|Dombrowski, James - Jim|
Submitted to: Plant Science
Publication Type: Peer reviewed journal
Publication Acceptance Date: 9/22/2006
Publication Date: 10/17/2006
Citation: Dombrowski, J.E., Bergey, D.R. 2006. Calcium ions enhance systemin activity and play an integral role in the wound response. Plant Science. V172 P 335-344. Interpretive Summary: Plants respond to mechanical wounding or herbivorous insect attack by inducing the synthesis of a wide array of defense related proteins at the wound site and systemically throughout the plant. In solanaceous plants wounding causes the release and mobilization of an 18 amino acid polypeptide called systemin, which has been shown to be a potent inducer of the wound response. Calcium is a ubiquitous signal in all plant tissues involved in mediating responses to environmental or developmental stimuli. The specific biological role of calcium in the wound response signaling cascade is unclear. The research presented in this manuscript demonstrated that calcium ions are an integral part of the wound and systemin signaling pathways. Furthermore, calcium and magnesium ions sensitize leaf cells for systemin. Taken together this data provides valuable insight into potential roles and mechanisms divalent cations play in mediating the wound response in plants.
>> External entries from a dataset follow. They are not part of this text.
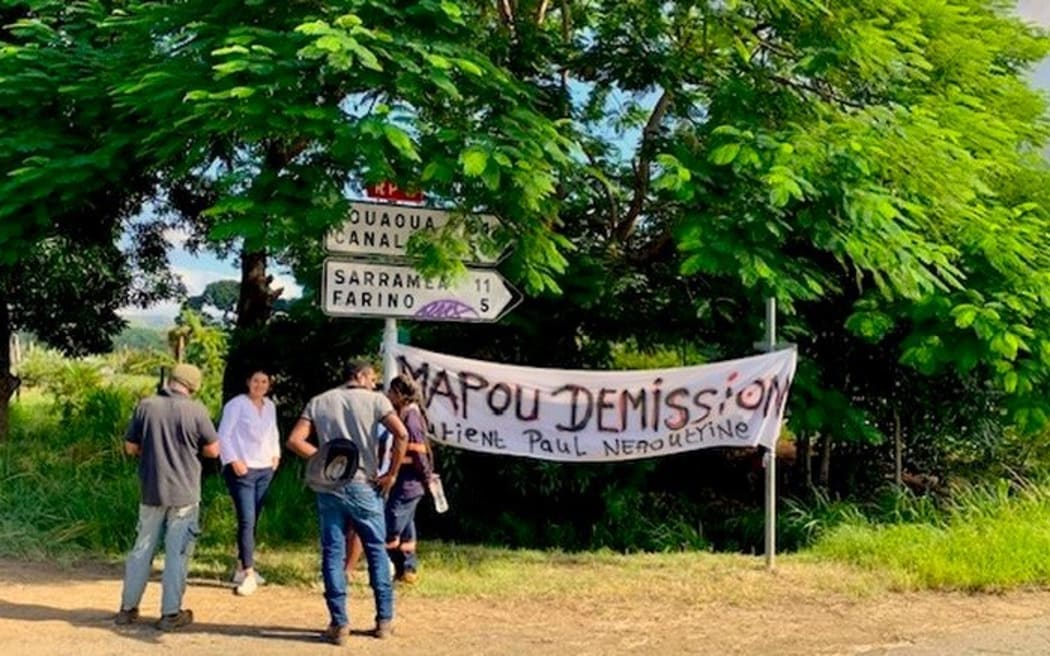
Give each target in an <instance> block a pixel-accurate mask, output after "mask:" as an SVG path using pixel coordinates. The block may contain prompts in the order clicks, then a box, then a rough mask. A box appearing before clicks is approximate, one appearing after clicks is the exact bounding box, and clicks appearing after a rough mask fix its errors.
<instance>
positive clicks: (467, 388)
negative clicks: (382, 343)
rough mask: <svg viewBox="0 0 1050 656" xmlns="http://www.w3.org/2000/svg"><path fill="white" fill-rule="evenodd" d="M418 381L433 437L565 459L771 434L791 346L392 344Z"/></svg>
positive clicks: (680, 447) (558, 458)
mask: <svg viewBox="0 0 1050 656" xmlns="http://www.w3.org/2000/svg"><path fill="white" fill-rule="evenodd" d="M393 353H394V359H395V361H396V362H397V368H398V371H399V372H402V373H404V372H407V373H411V374H412V375H413V376H414V377H415V378H416V380H418V381H419V382H420V384H421V385H422V386H423V394H424V397H425V398H426V403H427V406H426V409H427V415H428V416H429V418H430V421H432V422H433V424H434V436H435V439H436V440H437V441H438V442H440V443H442V444H447V445H450V446H456V447H460V448H465V449H470V450H475V451H484V452H489V453H504V454H507V456H524V457H527V458H538V459H541V460H556V461H568V462H610V461H624V460H634V459H638V458H653V457H657V456H670V454H672V453H680V452H684V451H692V450H695V449H701V448H708V447H712V446H758V445H762V446H766V447H772V446H773V445H775V444H776V441H777V437H778V436H779V433H780V424H781V421H782V420H783V412H784V406H785V404H786V400H787V389H789V387H790V386H791V383H792V380H793V378H794V376H795V364H796V361H797V354H796V352H795V350H794V348H791V350H785V351H777V352H774V353H769V354H764V355H760V356H754V357H750V358H741V359H739V360H728V361H724V362H715V363H712V364H703V365H699V366H687V367H677V368H668V369H646V371H634V372H596V371H569V369H544V368H535V367H526V366H513V365H507V364H497V363H492V362H484V361H481V360H469V359H466V358H458V357H454V356H446V355H442V354H439V353H433V352H429V351H423V350H421V348H414V347H412V346H405V345H404V344H396V345H395V346H394V348H393Z"/></svg>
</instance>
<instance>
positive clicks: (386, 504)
mask: <svg viewBox="0 0 1050 656" xmlns="http://www.w3.org/2000/svg"><path fill="white" fill-rule="evenodd" d="M387 396H388V397H390V399H391V403H393V404H394V409H396V410H397V412H398V416H399V417H400V418H401V421H402V422H403V423H404V425H405V428H406V429H407V430H408V445H407V447H406V448H405V453H404V457H403V458H402V461H401V468H400V469H398V475H397V481H395V483H394V487H392V488H391V493H390V498H388V499H387V500H386V553H387V555H388V556H390V558H391V562H392V563H393V564H394V579H395V580H400V581H402V583H406V584H413V583H416V580H417V578H418V576H419V574H418V570H419V563H418V560H417V559H416V541H417V537H416V507H417V506H419V500H421V499H422V498H423V494H424V493H425V491H426V484H427V482H428V481H429V479H430V475H432V474H433V473H434V459H433V458H432V454H430V446H429V442H428V441H427V437H426V436H427V428H426V425H427V420H426V415H425V411H424V409H423V395H422V390H421V389H420V386H419V383H417V382H416V381H415V380H414V379H413V378H412V376H409V375H408V374H401V375H400V376H398V377H397V378H395V379H394V380H392V381H391V385H390V389H388V390H387Z"/></svg>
Technical Abstract: Calcium is an important component of the signaling network mediating plant responses to a wide array of environmental or developmental stimuli. In this report we have investigated the effects of calcium and other divalent cations on the wound response in tomato plants. Treatment of plants with calcium ionophores, ionomycin and A23187, induced accumulation of proteinase inhibitors, and this induction was blocked in the mutant def-1, which is compromised in octadecanoid pathway and wound response signaling. Calcium transport antagonists (nifedipine, verapamil, ruthenium red, and erythrosine-B) inhibited proteinase inhibitor synthesis in response to wounding. Erythrosine-B also blocked proteinase inhibitor induction by the wound signaling peptide systemin, and the volatile elicitor methyljasmonate, whereas the calcium channel blocker ruthenium red had no effect. Calcium chelators induced the synthesis of proteinase inhibitors in a jasmonic acid-dependent and systemin-independent manner. Calcium and magnesium ions enhanced systemin activity by decreasing the concentration of systemin necessary to induce maximal proteinase inhibitor accumulation by 100 fold. Taken together, the data showed that calcium ions are an integral part of the wound and systemin signaling pathways. Furthermore, calcium and magnesium ions sensitize leaf cells for systemin by an, as yet unknown mechanism.